I was with Daddy that Tuesday evening before he went to be with Jesus forever. His frail body was letting go of this life, and racing towards the glory of Heaven … which I’m certain he could see with his spiritual eyes. I sang his favorite songs to him, cooled his brow, stroked his thick wavy grey hair, and told him how much I love him. I told him he was a good Dad. I told him what an amazing preacher he was. I reminded him of the thousands of faces I see when I think of our travels and revival services. I recalled our tours with all the great singing groups of the 70s and 80s who loved our family and supported our little band.

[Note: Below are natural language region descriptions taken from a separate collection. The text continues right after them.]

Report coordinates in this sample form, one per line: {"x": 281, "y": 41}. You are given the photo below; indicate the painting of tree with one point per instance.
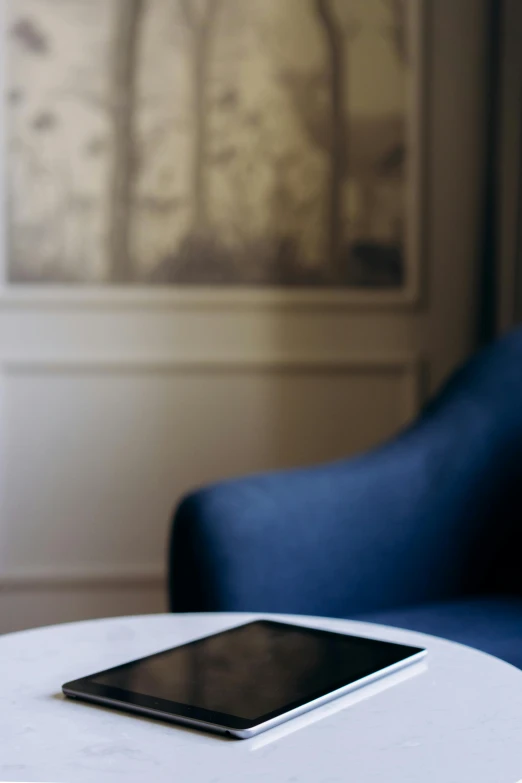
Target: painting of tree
{"x": 123, "y": 102}
{"x": 209, "y": 142}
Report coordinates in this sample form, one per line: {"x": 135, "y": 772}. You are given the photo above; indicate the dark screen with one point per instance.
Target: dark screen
{"x": 256, "y": 669}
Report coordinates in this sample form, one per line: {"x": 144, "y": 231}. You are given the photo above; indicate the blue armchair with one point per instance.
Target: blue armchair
{"x": 421, "y": 533}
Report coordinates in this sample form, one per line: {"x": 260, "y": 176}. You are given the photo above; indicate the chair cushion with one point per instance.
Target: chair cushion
{"x": 490, "y": 624}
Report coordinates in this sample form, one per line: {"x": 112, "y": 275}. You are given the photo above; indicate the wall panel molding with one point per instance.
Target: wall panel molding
{"x": 131, "y": 578}
{"x": 410, "y": 367}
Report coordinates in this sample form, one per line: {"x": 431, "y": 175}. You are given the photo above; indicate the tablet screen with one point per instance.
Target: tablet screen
{"x": 255, "y": 671}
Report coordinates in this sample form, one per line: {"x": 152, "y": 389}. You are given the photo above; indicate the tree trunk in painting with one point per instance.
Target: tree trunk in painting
{"x": 202, "y": 27}
{"x": 123, "y": 109}
{"x": 338, "y": 128}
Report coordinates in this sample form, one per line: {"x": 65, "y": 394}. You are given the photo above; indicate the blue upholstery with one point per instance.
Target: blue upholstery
{"x": 489, "y": 623}
{"x": 428, "y": 517}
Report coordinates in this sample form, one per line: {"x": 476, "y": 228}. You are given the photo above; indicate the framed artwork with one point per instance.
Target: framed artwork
{"x": 244, "y": 150}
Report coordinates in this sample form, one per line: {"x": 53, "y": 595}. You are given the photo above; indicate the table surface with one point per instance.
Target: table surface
{"x": 455, "y": 717}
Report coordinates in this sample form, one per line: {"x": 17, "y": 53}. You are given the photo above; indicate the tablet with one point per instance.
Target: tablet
{"x": 247, "y": 679}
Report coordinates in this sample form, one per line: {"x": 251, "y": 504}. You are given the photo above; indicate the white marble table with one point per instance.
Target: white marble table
{"x": 455, "y": 719}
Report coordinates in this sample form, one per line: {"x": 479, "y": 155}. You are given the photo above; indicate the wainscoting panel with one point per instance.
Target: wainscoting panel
{"x": 96, "y": 454}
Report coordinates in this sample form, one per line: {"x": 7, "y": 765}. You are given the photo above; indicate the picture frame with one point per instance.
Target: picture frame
{"x": 201, "y": 297}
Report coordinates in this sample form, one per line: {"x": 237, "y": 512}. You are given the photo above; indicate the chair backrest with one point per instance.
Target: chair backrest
{"x": 430, "y": 515}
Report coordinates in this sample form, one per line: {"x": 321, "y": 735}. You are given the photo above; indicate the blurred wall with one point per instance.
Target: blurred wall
{"x": 112, "y": 405}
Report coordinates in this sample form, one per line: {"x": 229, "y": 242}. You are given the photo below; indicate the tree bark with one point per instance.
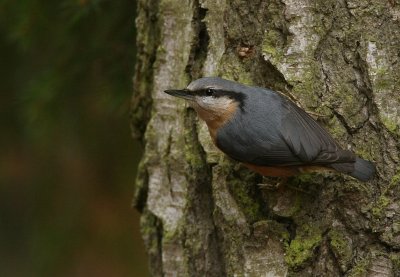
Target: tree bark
{"x": 206, "y": 215}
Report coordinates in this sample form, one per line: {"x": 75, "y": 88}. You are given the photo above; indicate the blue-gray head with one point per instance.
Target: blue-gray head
{"x": 214, "y": 99}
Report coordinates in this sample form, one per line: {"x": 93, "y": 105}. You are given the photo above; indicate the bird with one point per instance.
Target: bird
{"x": 267, "y": 132}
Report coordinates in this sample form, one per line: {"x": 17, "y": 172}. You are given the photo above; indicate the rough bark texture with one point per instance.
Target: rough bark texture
{"x": 205, "y": 215}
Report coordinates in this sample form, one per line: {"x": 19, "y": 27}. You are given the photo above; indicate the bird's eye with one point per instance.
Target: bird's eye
{"x": 210, "y": 92}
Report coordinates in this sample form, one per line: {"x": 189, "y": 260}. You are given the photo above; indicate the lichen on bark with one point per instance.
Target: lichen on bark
{"x": 206, "y": 215}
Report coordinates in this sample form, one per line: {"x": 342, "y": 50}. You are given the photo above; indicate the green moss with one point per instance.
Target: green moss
{"x": 301, "y": 249}
{"x": 360, "y": 269}
{"x": 395, "y": 258}
{"x": 380, "y": 205}
{"x": 272, "y": 45}
{"x": 396, "y": 178}
{"x": 340, "y": 247}
{"x": 141, "y": 187}
{"x": 390, "y": 125}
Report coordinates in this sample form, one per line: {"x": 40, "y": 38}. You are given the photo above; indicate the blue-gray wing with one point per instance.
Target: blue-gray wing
{"x": 308, "y": 141}
{"x": 275, "y": 132}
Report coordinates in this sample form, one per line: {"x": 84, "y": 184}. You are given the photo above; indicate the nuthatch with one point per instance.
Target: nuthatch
{"x": 268, "y": 132}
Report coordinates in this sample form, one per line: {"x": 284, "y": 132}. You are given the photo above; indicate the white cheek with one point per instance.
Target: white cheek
{"x": 214, "y": 104}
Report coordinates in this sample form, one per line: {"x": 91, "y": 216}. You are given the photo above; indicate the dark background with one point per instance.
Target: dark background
{"x": 67, "y": 161}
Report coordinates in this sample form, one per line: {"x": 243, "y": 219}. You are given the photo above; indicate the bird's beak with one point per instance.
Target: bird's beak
{"x": 181, "y": 93}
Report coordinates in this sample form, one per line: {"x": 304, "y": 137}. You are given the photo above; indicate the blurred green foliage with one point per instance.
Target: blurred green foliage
{"x": 67, "y": 161}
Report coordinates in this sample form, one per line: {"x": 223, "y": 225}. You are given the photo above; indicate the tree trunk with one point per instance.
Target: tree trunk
{"x": 206, "y": 215}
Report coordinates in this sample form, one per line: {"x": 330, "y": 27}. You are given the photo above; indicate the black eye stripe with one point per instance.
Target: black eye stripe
{"x": 210, "y": 92}
{"x": 239, "y": 97}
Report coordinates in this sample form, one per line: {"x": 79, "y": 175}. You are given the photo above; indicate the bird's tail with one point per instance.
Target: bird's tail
{"x": 362, "y": 170}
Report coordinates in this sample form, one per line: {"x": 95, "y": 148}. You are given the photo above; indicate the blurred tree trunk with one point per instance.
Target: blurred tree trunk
{"x": 204, "y": 215}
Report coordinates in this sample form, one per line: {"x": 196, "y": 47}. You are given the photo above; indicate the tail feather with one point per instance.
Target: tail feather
{"x": 363, "y": 170}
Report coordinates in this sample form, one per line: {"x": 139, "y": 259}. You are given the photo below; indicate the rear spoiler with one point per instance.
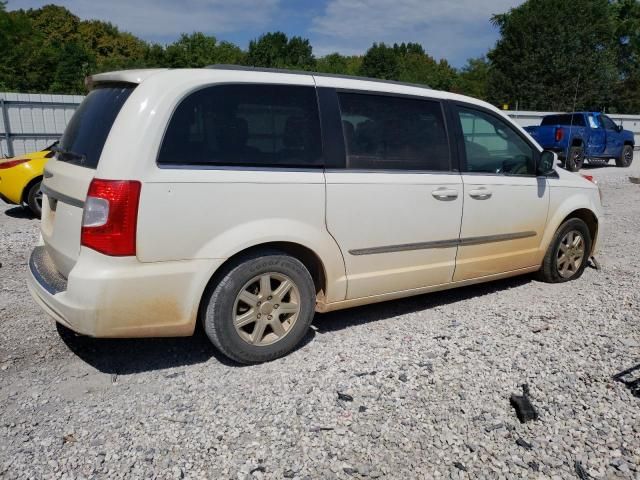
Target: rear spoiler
{"x": 121, "y": 76}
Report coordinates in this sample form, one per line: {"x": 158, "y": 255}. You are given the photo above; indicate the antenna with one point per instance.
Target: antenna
{"x": 573, "y": 110}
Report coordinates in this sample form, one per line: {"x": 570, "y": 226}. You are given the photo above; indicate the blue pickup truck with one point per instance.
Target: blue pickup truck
{"x": 581, "y": 136}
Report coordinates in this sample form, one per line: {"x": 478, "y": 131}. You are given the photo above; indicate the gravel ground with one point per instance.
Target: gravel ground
{"x": 424, "y": 383}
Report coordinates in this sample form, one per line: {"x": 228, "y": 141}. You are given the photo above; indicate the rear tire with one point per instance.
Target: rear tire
{"x": 568, "y": 253}
{"x": 575, "y": 158}
{"x": 261, "y": 308}
{"x": 626, "y": 157}
{"x": 34, "y": 198}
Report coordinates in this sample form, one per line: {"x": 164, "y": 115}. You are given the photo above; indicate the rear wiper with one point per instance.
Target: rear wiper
{"x": 68, "y": 153}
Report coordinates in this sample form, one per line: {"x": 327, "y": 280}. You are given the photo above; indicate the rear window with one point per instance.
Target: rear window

And, I told him once again … You are forgiven. You are loved. And you are valued. God loves you. We love you. And, you can go HOME! So, he did. Tuesday night around 10:30pm … Daddy ran to jesus and the Father in Heaven. The prodigal came HOME!
I’ll miss my Dad. I’ll miss our talks about the good ole days. I’ll miss our Waffle House meetings. I’ll miss having him ride along with me to a revival meeting, and sitting proudly in the congregation to support my music ministry. And, yes … he always requested his favorite, I Know A Man Who Can. Kirk Talley sang it so much better than me, but Daddy loved to hear me give it my best shot!
Daddy, I love you. And, I’ll keep telling the Story, as long as folks will listen.
Jesus, thank you for loving my Daddy. Thank you for Salvation. Thank you for Grace. Thank you for your Holy Spirit. Thank you for paying the price for our sin. Thank you for being our Friend.
I’ll tell everyone, everywhere, just like Daddy did … I know a Man who can.